Ask nearly anyone on the North Shore what should be done to fix the city of Lawrence, and they’ll likely give you some big answers: Reduce drug use and crime, increase jobs, rehab the schools. But as Lawrence Mayor Dan Rivera has discovered, there are smaller things that can be fixed, too. And all of those small things add up to big things.
There was no bus, for instance, to get people from the city’s outer neighborhoods to the downtown business section. The Little League baseball fields were in desperate need of upkeep. A sloping sidewalk and dangerous intersection at Lawrence and Park Streets made it hard to access a nearby community healthcare center.
“You see how awful the conditions are, you don’t feel very good about your city or yourself,” says Rivera. “So I think we have to [make] some of these investments so people have a better sense of Lawrence as a place we need to take care of.”
Changing the perception of Lawrence, both inside the city and out, is one of Rivera’s big, overarching goals as its young, exciting new leader. Elected in November 2013, Rivera beat out incumbent William Lantigua by just 81 votes after a ballot recount. Since then, Rivera has brought new hope and vibrancy to a mayor’s office that had been plagued by ongoing allegations of corruption.
“I’m trying to earn people’s trust by doing the right things,” he says. “It doesn’t mean we’re going to be right all the time or get it right all the time, but when we get it wrong, we’re honest about it.”

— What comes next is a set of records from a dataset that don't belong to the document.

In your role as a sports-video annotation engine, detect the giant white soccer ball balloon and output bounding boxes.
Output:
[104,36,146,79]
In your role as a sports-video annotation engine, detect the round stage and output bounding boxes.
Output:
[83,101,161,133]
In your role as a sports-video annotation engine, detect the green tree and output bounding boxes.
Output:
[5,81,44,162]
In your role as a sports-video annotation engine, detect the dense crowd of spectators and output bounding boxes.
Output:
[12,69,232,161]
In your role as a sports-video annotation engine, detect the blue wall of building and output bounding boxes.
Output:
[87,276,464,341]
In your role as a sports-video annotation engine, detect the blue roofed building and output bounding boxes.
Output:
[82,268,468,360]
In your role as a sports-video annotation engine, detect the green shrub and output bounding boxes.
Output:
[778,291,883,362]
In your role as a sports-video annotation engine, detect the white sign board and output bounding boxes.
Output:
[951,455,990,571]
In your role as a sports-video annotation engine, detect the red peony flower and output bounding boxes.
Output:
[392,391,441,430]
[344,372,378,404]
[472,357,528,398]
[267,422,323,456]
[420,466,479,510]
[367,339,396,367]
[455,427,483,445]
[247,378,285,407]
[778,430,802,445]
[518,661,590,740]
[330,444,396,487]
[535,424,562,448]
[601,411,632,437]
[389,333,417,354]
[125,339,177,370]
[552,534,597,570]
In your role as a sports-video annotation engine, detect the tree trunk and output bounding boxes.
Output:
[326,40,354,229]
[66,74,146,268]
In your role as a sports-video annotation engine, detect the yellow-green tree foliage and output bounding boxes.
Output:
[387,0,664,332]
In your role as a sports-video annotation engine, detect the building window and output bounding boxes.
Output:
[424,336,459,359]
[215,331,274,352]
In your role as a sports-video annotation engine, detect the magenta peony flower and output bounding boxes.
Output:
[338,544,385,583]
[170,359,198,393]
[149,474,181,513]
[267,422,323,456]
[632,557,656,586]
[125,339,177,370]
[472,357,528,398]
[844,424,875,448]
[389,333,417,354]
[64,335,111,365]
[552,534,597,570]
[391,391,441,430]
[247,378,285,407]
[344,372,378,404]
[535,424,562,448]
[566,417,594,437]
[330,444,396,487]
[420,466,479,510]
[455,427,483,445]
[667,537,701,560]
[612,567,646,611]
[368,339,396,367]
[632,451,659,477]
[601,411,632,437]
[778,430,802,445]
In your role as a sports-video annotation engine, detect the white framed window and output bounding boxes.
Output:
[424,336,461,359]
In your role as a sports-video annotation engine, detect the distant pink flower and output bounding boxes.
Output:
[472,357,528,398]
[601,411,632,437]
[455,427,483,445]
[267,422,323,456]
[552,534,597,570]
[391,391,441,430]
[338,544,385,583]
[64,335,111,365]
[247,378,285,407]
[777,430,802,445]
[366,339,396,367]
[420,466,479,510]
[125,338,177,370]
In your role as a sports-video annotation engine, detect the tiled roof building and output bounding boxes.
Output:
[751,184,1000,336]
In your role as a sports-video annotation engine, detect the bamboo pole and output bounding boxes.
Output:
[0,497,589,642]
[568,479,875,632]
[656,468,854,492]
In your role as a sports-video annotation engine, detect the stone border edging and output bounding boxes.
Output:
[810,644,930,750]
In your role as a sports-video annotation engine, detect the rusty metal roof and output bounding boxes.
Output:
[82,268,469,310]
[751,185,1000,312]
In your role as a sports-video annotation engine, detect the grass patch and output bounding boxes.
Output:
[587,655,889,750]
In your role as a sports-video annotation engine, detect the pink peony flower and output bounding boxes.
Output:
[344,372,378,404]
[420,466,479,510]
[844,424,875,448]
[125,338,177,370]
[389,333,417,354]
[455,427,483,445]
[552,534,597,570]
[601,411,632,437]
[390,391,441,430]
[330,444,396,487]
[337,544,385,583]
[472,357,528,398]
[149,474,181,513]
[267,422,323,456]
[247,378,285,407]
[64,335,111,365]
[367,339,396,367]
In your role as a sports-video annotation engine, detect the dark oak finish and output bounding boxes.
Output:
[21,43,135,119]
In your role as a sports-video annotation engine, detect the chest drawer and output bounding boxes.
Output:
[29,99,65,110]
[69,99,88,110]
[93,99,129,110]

Rivera moved to Lawrence from the Bronx at the age of five with a single mother who kept him busy and involved in community activities. He had a paper route, was a Boy Scout, and was senior class secretary for his Lawrence High School class of 1989. Later, he served in Iraq and Kuwait during Operations Desert Storm and Desert Shield before earning his bachelor’s degree from UMass Amherst and, later, his MBA from Suffolk University.
“I’m the poster child for public schools, public college, GI bill, student loan programs,” he says. He also eventually served as the manager for the public housing project where he grew up.
After spending several years working in and out of politics, Rivera served on the Lawrence City Council, and eventually ran for mayor.
“I wanted to help out the community in a real way,” he says.
Rivera has been working to make Lawrence City Hall more professional and transparent. He says he’s gotten everyone trained on conflict-of-interest rules and how to do purchasing properly. He’s lifted the previous administration’s gag order on department heads talking to the press and has provided media training instead.
“For us, more professional government isn’t just wearing ties and showing up on time,” he says. “It’s a state of mind, so people think, ‘Hey, I know that my pay comes from the citizens of the city, so I’m going to give them a good product. I’m going to serve them well.’”
Rivera’s done other things, too. Big things, like adding more police officers to the city’s force, as well as those seemingly small things, such as scheduling traffic lights to alleviate gridlock downtown; bringing back the St. Patrick’s Day parade; rehabbing the Little League fields; and adding a downtown shuttle bus. He says the city’s also slated in spring to begin fixing the infrastructure at a particularly dangerous and business-unfriendly intersection. (He also wants people to smile more and be nicer to each other.)
In addition, he’s working to bring good jobs to Lawrence and its surrounding cities, with the added message for businesses that Lawrence has an eager and willing workforce.
“People come into this city from this immigrant experience. People come here with nothing. Literally, they come to Lawrence with nothing. And they rebuild their lives here,” he says. “The flip side of it is that we have a great workforce. Everybody wants to work as hard as they can to get out of their poverty situation.”
Rivera knows that it will take time to bring real change to the city, and he knows it will take collaboration and teamwork to do so. Along the way, he’s content to let the work speak for itself.
“People see it as, ‘You’re the mayor, what’s the answer?’ But really we come to this together,” he says. “I like the work. We don’t pound our chests or spike the football.”